One of the things I'd like to know more about is the cognitive and emotional lives of the still existing Sirenia (the dugongs and manatees). Do they approach anywhere near the complexity of their cousins the elephants? Are they a lot 'dimmer?', like their even closer cousins the hyraxes, or just different? [3] For Steller's Sea Cow we have only a few fragments in the historical record:
I could not observe indications of admirable intellect...but they have indeed an extraordinary love for one another, which extends so far that when one of them was cut into, all the others were intent on rescuing it and keeping it from being pulled ashore by the close circle around it. Others tried to overturn the yawl. Some placed themselves on the rope or tried to draw the harpoon out of its body, in which indeed they were successful several times. We also observed that a male two days in a row came to its dead female on the shore and enquired about its condition. Nevertheless they remained constantly in one spot, no matter how many of them were wounded or killed. [4]

Notes

1. Mats Björk, a co-author of the IUCN report Managing Seagrasses for Resilience to Climate Change (released 25 July 2008). The report "analyses the threats faced by these marine flowering plants and provides survival strategies". "Managing for resilience" is a key theme for IUCN - for example, with regard to mangroves and coral reefs.

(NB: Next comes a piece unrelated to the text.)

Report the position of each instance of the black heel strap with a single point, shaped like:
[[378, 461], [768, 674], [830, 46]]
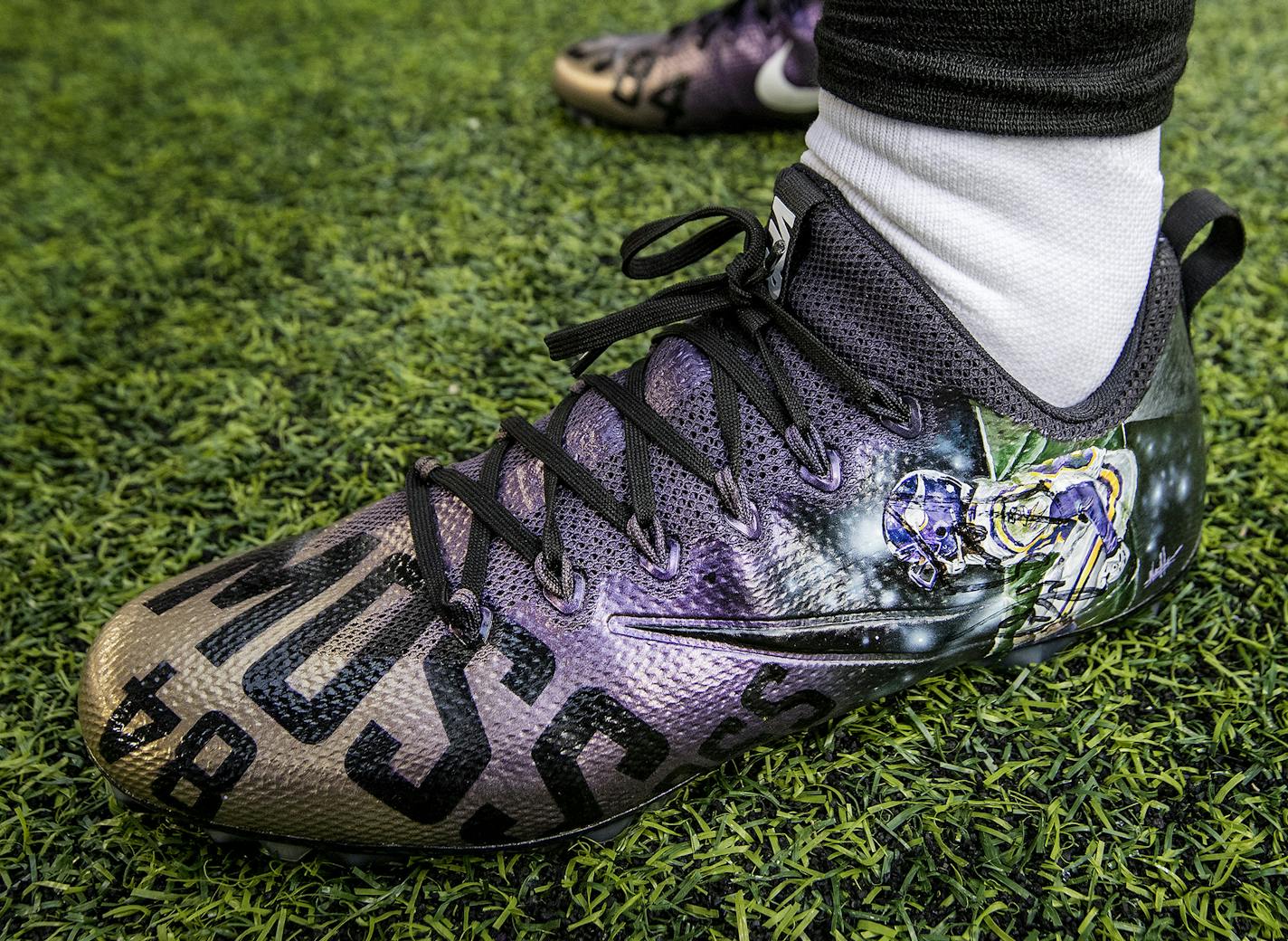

2. Carl Gustaf Lundin, Head of IUCN’s Global Marine Programme.

3. And how much if anything can we reasonably deduce about attitudes to these animals in ancient cultures? What, for example, does a 5,000 year old wall painting of a dugong, found in Tambun Cave in Malaysia, indicate? [And how strange is this?].

4. from Journal of a Voyage with Bering, 1741-42 by Georg Wilhelm Steller, quoted by Callum Roberts in The Unnatural History of the Sea.

8 July 2008

All most blue

A post from this blog in included in the amazing diversity and depth of the June Carnival of the Blue. Go there for an education!